The biology of shrimp, the commerce of shrimp, the ecology of shrimp, the taste of shrimp...

Shrimp!

It's rather a quiltwork of information, and you had better be interested in shrimp starting out, but the information is quite readably presented. I was hoping for a stronger ethical stance, one way or another, but this book is more about educating than lecturing or emotion-wrenching, which I also appreciate.
12 reviews
August 16, 2011
A detailed first-person account on the adventures, lifestyle, and industry of shrimpers. It is the experience of hearing a widely traveled elder tell you about his life and learned lessons. By the later portion of the book, it broadens into a light exposition on the dynamics and environmental consequences of an international sea farming industry of which shrimping is but one portion. It was refreshing and insightful of a lesser known niche in the world.
Profile Image for Don.
413 reviews10 followers
December 14, 2010
Interesting read. Chapters range from somewhat technical discussions of shrimp biology to tales of the shrimping industry to the history of shrimping. Sounds kinda boring described like that, but it's more engaging than you'd think. The book is paced nicely and you skip entire chapters if you're not interested in a particular topic.
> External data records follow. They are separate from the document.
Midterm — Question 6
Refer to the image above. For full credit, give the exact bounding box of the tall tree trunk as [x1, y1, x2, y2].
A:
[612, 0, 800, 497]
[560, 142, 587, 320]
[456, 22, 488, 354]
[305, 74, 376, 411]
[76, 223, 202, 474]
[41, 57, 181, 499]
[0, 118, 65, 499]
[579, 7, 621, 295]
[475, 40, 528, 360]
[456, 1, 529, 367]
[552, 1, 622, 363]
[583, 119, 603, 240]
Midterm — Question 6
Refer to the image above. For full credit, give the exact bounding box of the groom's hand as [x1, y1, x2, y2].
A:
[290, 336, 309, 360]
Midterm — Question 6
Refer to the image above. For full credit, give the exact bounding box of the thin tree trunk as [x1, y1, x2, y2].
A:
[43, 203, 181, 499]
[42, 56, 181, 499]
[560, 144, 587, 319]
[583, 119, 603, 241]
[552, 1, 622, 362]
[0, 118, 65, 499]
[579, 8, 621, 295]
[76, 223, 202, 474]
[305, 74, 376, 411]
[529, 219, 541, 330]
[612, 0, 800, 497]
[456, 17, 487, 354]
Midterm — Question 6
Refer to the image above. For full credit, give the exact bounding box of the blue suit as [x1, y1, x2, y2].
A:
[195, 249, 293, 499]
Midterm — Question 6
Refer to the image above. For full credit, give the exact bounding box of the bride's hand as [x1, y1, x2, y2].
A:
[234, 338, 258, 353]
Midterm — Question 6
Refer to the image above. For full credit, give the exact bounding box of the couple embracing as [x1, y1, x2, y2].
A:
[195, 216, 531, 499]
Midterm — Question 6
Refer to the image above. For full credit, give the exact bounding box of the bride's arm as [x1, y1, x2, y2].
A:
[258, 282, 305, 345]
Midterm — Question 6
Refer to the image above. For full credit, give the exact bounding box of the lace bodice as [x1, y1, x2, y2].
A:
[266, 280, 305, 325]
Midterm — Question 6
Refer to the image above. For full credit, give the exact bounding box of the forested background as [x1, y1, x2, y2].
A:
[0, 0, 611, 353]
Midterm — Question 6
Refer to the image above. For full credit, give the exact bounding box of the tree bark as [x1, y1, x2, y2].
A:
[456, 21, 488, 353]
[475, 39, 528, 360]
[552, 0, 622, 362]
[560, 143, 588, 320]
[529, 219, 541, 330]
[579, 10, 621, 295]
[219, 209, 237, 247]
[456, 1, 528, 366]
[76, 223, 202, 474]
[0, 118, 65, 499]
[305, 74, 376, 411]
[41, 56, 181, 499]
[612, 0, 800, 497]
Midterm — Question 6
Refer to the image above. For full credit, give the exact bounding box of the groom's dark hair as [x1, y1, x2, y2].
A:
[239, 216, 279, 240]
Profile Image for Lindsay.
1,329 reviews20 followers
March 16, 2011
This book was more interesting than I thought it would be, but I guess I am a bit of a nerd. It was writting in an engaging style and looked at all aspects of shrimping, from social and economic factors to biology and the environment. It's also made me a bit hungry.
Profile Image for Dolores.
90 reviews1 follower
Read
November 7, 2011
I like a nice micro-history. I would prefer one on botany, but this might satisfy my interests in agricultural industry and maybe a little Louisiana history. However, I hope it doesn't reveal any yucky secrets because I would hate to stop eating shrimps.
Profile Image for Liz.
1,412 reviews9 followers
September 29, 2016
Not as compelling as I hoped. Given how shrimpers in the U.S. are struggling so hard I would have thought more of that would come out in this book. A good history, though. The style of two personal narrations was, to me, awkward.
Profile Image for Debra.
1,659 reviews79 followers
January 2, 2010
An interesting look at shrimp -- their biology, what it takes to catch them, shrimp farming, and ecological/political issues surrounding them. About the only thing missing is the buffet!
53 reviews
April 21, 2011
This book answers many questions for the shrimp-curious, from shrimp history to shrimp sustainability.
Profile Image for Elliott Bäck.
73 reviews5 followers
June 18, 2011
Informative, especially if you don't know about the Shrimp industry in the US. Also, appreciate the sustainability focus.
Profile Image for Chrystal.
40 reviews
November 17, 2012
Short read for anyone interested in the shrimp fishery in the Gulf of Mexico.
Profile Image for Diane.
287 reviews
October 12, 2013
While this was interesting, about half way through I thought TMI and gave it up. Sure made me want to cook some, tho!